The Hirpi would not be freed from military service and all other State imposts for merely doing what any set of peasants do yearly for nothing. Nor would Varro have found it necessary to explain so easy and common a feat by the use of a drug with which the feet were smeared. Mannhardt, as Mr. Max Muller says, ventured himself little 'among red skins and black skins. He read Dr.

The possibility of plunging the hand, unhurt, in molten metal, is easily accounted for, and is not to the point. There is no harm in collecting examples, and the question remains, are all those rites, from those of Virgil's Hirpi to Bulgaria of to-day, based on some actual but obscure and scientifically neglected fact in nature?

The only hint of explanation is the statement that the drug or juice of herbs preserved the Hirpi from harm. That theory may be kept in mind, and applied if it is found useful. Virgil's theory that the ministrants walk, pietate freti, corresponds to Mrs. Wesley's belief, when, after praying, she 'waded the flames' to rescue her children from the burning parsonage at Epworth.

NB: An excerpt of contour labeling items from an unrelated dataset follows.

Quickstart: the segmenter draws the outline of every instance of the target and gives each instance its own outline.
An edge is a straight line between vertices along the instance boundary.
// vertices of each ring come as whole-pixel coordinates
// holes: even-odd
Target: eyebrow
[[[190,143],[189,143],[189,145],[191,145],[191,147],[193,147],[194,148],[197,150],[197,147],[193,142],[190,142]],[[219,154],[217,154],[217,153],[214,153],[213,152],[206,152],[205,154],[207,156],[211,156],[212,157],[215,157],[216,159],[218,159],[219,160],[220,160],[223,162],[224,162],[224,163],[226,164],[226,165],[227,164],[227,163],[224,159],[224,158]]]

At present I think it possible that the Jewish 'Passing through the Fire' may have been a harmless rite. Conclusion as to Fire-walk In all these cases, and others as to which I have first-hand evidence, there are decided parallels to the Rite of the Hirpi, and to Biblical and ecclesiastical miracles. The Bulgarian rite also aims at propitiating general good luck. Psychical Research

'Wolves came and carried off the entrails from the fire; shepherds, following them, were killed by mortal vapours from a cave; thence ensued a pestilence, because they had followed the wolves. An oracle bade them "play the wolf," i.e. live on plunder, whence they were called Hirpi, wolves, an attempt to account for a wolf clan-name.

Thomson has heard of a similar ceremony in the Cook group of islands. As in ancient Italy, so in Fiji, a certain clan have the privilege of fire-walking. It is far enough from Fiji to Southern India, as it is far enough from Mount Soracte to Fiji. But in Southern India the Klings practise the rite of the Hirpi and the Na Ivilankata.

The wolf, thinks Mannhardt, is the Vegetation-spirit in animal form. Many examples of the 'Corn-wolf' in popular custom are given by Mr. The Hirpi of Soracte, then, are so called because they play the part of Corn-wolves, or Korndamonen in wolf shape. Mannhardt's Deficiency In all this ingenious reasoning, Mannhardt misses a point.